There were some good highlights to 2013: the joint exhibition with Twinkle Troughton at Galerie Michaela Stock in Vienna, selling some work to a Korean pop star through Maison Twenty at Brown's Menswear near Bond Street, curating the 'Girls Aren't Funny' exhibition at A-side B-side Gallery, being invited to stage The Bank of Tinsel & Twinkle at the Art Car Boot Fair, working with the wonderful artist and writer Graham Crowley to create a catalogue for the Vienna show, working with Street Feast London and running kids art workshops at Dalston Yard, producing a limited edition screen print with Jealous Gallery, taking part in the amazing car park exhibition Big Deal No.5 during Frieze week....  

Now I'm looking forward to 2014, and I'm really excited about my first collaboration of the year - with the Art/T-shirt fashion label Maison Twenty: 'A visionary unit comprising twenty emerging artists/designers from the UK'.  Launched in 2012, Maison Twenty works with artists to create unique Art T-shirts, they produce a new range every season and are now stocked in Harvey Nicol's, Browns and Harrods.

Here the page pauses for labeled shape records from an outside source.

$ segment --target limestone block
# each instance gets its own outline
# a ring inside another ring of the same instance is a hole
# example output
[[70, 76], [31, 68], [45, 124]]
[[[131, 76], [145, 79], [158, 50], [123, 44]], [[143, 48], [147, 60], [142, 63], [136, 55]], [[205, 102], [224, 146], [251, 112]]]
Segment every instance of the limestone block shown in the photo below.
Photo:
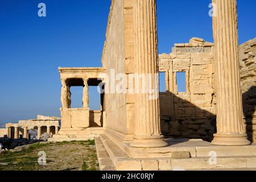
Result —
[[205, 43], [205, 40], [203, 39], [199, 38], [192, 38], [189, 40], [189, 43]]
[[158, 171], [158, 160], [142, 160], [141, 165], [143, 171]]
[[115, 168], [117, 171], [142, 171], [140, 160], [119, 159], [117, 162]]
[[158, 166], [159, 171], [168, 171], [172, 169], [171, 159], [159, 159]]
[[174, 47], [185, 47], [185, 44], [174, 44]]
[[89, 108], [63, 109], [61, 127], [88, 127], [89, 126]]

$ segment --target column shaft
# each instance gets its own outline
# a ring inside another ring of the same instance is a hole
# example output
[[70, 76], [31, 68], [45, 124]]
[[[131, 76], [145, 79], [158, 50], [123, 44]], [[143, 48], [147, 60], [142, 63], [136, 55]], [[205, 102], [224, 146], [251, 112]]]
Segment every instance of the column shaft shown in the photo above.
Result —
[[137, 78], [136, 129], [131, 146], [165, 147], [160, 127], [156, 0], [135, 0], [134, 18], [136, 73], [146, 80]]
[[11, 135], [10, 135], [10, 127], [6, 127], [6, 133], [8, 138], [11, 138]]
[[82, 96], [83, 107], [89, 107], [89, 86], [88, 79], [84, 79], [84, 90]]
[[42, 127], [38, 126], [38, 139], [39, 139], [42, 135]]
[[50, 135], [51, 134], [51, 127], [49, 126], [47, 126], [47, 133]]
[[23, 138], [27, 139], [27, 127], [24, 127], [23, 130]]
[[59, 126], [55, 126], [55, 135], [57, 135], [59, 133]]
[[18, 127], [14, 127], [14, 139], [19, 138], [19, 128]]
[[218, 145], [250, 143], [243, 126], [237, 1], [213, 0], [213, 16], [217, 86], [217, 129], [212, 141]]

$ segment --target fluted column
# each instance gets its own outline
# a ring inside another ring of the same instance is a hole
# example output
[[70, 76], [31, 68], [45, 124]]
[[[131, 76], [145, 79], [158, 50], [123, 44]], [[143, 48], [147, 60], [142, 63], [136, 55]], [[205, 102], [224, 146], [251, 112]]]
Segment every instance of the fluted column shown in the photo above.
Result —
[[10, 127], [6, 127], [6, 133], [7, 137], [9, 138], [11, 138], [11, 135], [10, 134]]
[[47, 126], [47, 134], [50, 135], [51, 134], [51, 126]]
[[42, 135], [42, 127], [38, 126], [38, 139], [39, 139]]
[[57, 135], [59, 133], [59, 126], [55, 126], [55, 135]]
[[89, 107], [89, 86], [88, 79], [83, 79], [84, 80], [84, 90], [82, 96], [82, 106], [83, 107]]
[[23, 138], [27, 138], [27, 127], [24, 126], [23, 127]]
[[247, 145], [243, 126], [237, 0], [213, 0], [217, 86], [217, 129], [212, 144]]
[[[156, 0], [135, 1], [134, 23], [136, 73], [146, 78], [137, 79], [136, 129], [131, 146], [165, 147], [160, 128]], [[155, 97], [149, 96], [149, 89]]]
[[14, 126], [14, 139], [19, 138], [19, 128], [18, 126]]

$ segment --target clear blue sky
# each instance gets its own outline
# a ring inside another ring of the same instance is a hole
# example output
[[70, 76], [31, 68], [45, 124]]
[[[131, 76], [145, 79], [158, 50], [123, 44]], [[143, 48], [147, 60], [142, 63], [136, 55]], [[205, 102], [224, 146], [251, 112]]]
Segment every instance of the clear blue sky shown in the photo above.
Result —
[[[46, 18], [38, 16], [40, 2]], [[193, 36], [212, 42], [210, 3], [158, 0], [159, 53]], [[110, 5], [110, 0], [0, 1], [0, 125], [60, 115], [57, 68], [101, 66]], [[255, 0], [238, 0], [240, 43], [256, 36], [255, 7]], [[81, 89], [73, 89], [73, 103], [81, 104]], [[98, 108], [95, 88], [90, 96], [91, 107]]]

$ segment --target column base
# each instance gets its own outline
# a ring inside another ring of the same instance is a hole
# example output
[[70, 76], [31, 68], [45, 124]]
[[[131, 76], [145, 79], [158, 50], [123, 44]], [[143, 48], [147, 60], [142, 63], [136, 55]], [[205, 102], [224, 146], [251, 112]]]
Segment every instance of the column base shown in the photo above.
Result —
[[247, 146], [251, 144], [246, 134], [216, 134], [212, 144], [218, 146]]
[[168, 146], [163, 135], [135, 136], [130, 146], [136, 148], [158, 148]]

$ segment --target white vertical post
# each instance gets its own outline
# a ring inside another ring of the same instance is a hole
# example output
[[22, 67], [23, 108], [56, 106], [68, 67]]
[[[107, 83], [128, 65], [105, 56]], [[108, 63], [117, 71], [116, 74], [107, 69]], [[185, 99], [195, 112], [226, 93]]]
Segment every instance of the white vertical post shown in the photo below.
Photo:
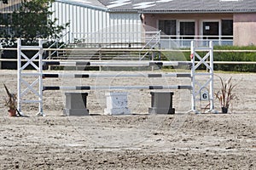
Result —
[[[195, 48], [195, 41], [191, 42], [191, 61], [192, 61], [192, 68], [191, 68], [191, 110], [195, 113], [199, 113], [196, 109], [196, 101], [201, 100], [198, 96], [201, 95], [201, 91], [203, 88], [209, 89], [209, 97], [210, 97], [210, 110], [209, 111], [212, 113], [216, 113], [214, 110], [214, 102], [213, 102], [213, 43], [212, 41], [209, 42], [209, 47], [205, 48]], [[207, 51], [208, 53], [201, 57], [197, 54], [198, 51]], [[210, 58], [210, 64], [207, 63], [207, 59]], [[198, 63], [195, 64], [195, 59], [199, 60]], [[208, 68], [210, 72], [200, 72], [196, 73], [196, 70], [200, 68], [201, 65], [205, 65]], [[204, 83], [200, 82], [200, 79], [197, 80], [198, 76], [207, 76], [207, 80], [205, 81]], [[196, 86], [196, 87], [195, 87]]]
[[20, 85], [20, 74], [21, 74], [21, 41], [20, 39], [18, 39], [17, 41], [17, 110], [21, 114], [21, 85]]
[[[38, 50], [38, 53], [34, 54], [32, 57], [28, 57], [26, 55], [24, 51], [29, 51], [29, 50]], [[22, 46], [20, 39], [18, 39], [17, 42], [17, 82], [18, 82], [18, 93], [17, 93], [17, 110], [20, 113], [20, 115], [23, 115], [21, 111], [21, 105], [23, 103], [38, 103], [39, 104], [38, 109], [39, 113], [38, 115], [44, 116], [43, 114], [43, 60], [42, 56], [44, 54], [43, 49], [43, 41], [39, 41], [38, 46]], [[22, 65], [21, 60], [25, 60], [25, 64]], [[38, 66], [35, 64], [36, 60], [38, 60]], [[31, 71], [30, 74], [33, 75], [33, 77], [36, 77], [36, 80], [34, 82], [26, 82], [26, 73], [23, 72], [23, 71], [28, 66], [32, 65], [34, 70], [37, 71]], [[22, 85], [22, 86], [21, 86]], [[37, 89], [34, 89], [36, 85], [38, 85]], [[31, 92], [34, 99], [26, 99], [27, 96], [27, 93]], [[37, 99], [36, 99], [37, 97]]]
[[38, 100], [39, 100], [39, 114], [41, 116], [44, 116], [43, 113], [43, 54], [44, 54], [44, 50], [43, 50], [43, 40], [39, 40], [39, 61], [38, 61], [38, 67], [39, 67], [39, 77], [38, 77], [38, 94], [39, 94], [39, 97], [38, 97]]
[[213, 43], [210, 42], [210, 110], [214, 111], [214, 88], [213, 88]]
[[192, 61], [192, 68], [191, 68], [191, 87], [192, 87], [192, 90], [191, 90], [191, 111], [193, 112], [196, 112], [196, 108], [195, 108], [195, 100], [196, 100], [196, 92], [195, 92], [195, 41], [191, 42], [191, 47], [190, 47], [190, 50], [191, 50], [191, 54], [190, 54], [190, 59]]

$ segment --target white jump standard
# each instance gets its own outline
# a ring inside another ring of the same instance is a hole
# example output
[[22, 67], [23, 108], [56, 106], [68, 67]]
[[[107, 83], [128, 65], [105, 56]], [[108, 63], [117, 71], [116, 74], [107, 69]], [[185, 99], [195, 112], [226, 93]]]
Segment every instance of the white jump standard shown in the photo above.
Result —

I was delighted when the director of Maison Twenty, artist Dannielle Hodson approached me about collaborating with the label.  With guidance from Danielle, I opted to use the lino cut image I had created for Jealous Gallery earlier in the year, you can read about this piece of work in a previous blog entry here.

The AW14 collection is now up online on the Maison Twenty website, see other T-shirts by Danae Doodles, David bray, Ben Levy, Rosie Emerson, Lewis Bannister, Rikki Nerreter, Rowan Newton, Agnetha Sjogren, Richard Zarzi, Sam Shendi, Darren McPherson, Corrina Eastwood, Mr Four Fingers, Andrew Salgado, Johnny Burt, Anu Samaruutel, Cameron Loeb, Quilla Constance and Toni Gallagher.

The collection was launched during Mens Fashion week at The Hospital Club in London, and I spent an afternoon doing some live printing at the stand.

So it has been an exciting start to 2014, I'm really looking forward to all the different projects I'm planning, but MOST importantly I want to focus on being in the studio painting, developing and researching several bodies of work I've been working on for a while.  Hopefully 2014 will be the year to make BIG progress with my painting, and maybe one day soon some of these projects can be revealed!